$f$-mode oscillations in hot Neutron Stars: Effect of hyperons and neutrino trapping

TL;DR

This paper develops a comprehensive equation of state for hot neutron stars including hyperons and neutrino trapping, and studies their oscillation modes and observable properties.

Contribution

It introduces a systematic formalism for modeling hot neutron stars with hyperons and neutrino trapping, analyzing effects on oscillations and astrophysical observables.

Findings

Hyperonic neutron stars with neutrino trapping show strong correlation between nuclear density and star properties.

Thermal effects can alter universal relations in hot neutron stars.

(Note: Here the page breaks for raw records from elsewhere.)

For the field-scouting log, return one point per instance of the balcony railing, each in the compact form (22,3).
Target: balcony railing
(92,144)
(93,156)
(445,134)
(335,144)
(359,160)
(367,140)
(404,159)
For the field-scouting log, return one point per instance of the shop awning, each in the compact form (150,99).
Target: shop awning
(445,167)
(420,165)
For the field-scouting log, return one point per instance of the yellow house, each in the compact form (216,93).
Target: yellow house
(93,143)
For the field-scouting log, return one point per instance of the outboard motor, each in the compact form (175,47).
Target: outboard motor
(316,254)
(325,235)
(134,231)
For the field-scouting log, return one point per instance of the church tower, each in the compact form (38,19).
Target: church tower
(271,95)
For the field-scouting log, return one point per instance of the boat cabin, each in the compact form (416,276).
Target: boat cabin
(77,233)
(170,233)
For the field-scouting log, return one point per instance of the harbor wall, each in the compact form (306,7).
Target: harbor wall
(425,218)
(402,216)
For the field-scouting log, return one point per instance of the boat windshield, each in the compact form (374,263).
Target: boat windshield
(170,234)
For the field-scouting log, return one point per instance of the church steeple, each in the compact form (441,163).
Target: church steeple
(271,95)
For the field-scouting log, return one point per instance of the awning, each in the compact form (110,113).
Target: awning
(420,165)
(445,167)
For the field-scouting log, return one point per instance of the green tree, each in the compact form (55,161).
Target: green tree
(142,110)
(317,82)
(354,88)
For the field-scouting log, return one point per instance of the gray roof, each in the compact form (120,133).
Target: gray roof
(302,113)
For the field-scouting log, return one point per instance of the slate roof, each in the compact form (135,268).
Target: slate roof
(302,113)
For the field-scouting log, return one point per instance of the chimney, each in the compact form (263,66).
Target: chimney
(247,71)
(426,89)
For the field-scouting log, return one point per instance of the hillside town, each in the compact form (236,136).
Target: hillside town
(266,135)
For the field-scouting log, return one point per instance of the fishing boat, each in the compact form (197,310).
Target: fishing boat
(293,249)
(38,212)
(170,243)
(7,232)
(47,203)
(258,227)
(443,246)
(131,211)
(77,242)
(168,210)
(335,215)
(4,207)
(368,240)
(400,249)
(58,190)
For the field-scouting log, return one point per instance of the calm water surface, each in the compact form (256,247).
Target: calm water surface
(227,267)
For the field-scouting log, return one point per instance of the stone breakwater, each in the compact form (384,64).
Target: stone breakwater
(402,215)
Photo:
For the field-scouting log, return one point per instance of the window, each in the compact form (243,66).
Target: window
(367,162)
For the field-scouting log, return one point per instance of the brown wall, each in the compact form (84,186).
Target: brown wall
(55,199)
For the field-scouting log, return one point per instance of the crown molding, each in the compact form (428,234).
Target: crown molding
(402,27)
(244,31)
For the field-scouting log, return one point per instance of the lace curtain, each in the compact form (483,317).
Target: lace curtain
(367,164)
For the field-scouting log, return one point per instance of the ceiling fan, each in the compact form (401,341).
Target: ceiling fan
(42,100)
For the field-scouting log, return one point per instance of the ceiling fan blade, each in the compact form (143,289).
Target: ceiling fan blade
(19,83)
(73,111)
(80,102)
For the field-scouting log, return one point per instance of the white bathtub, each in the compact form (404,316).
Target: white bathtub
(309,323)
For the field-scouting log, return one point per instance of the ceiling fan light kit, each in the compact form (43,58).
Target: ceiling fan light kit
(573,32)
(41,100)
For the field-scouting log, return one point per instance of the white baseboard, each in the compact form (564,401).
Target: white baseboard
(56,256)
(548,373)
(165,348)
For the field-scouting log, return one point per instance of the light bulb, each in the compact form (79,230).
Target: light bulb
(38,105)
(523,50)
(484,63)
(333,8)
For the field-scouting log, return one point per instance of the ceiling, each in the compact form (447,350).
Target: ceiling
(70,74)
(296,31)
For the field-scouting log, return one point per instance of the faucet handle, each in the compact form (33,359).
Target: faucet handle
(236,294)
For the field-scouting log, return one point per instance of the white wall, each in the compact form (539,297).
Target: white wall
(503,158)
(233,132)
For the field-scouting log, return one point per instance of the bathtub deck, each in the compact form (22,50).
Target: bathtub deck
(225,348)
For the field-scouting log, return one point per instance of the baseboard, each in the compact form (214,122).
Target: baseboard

The framework allows for variation of nuclear parameters within experimental uncertainties.

Abstract

In this work, we present an equation of state formalism for hot Neutron Stars (NSs) which consistently includes the effects of finite temperature, hyperons as well as neutrino trapping, relevant for the study of proto-neutron stars, binary neutron star mergers and supernova explosions. Within a non-linear relativistic mean field description, the framework allows for a systematic variation of nuclear parameters within the range allowed by uncertainties in nuclear experimental data, ensuring compatibility with nuclear theory, astrophysical and heavy-ion data. We then investigate the role of nuclear and hypernuclear parameters as well as thermal effects on NS macroscopic properties and $f$-mode oscillations in hot neutron stars within Cowling approximation. Our results reveal that in hyperonic neutron stars with trapped neutrinos, the saturation nuclear density shows moderate to strong correlation with NS astrophysical observables. We also investigate whether thermal effects break universal relations and provide fit relations for hot NS configurations in the neutrino-trapped regime.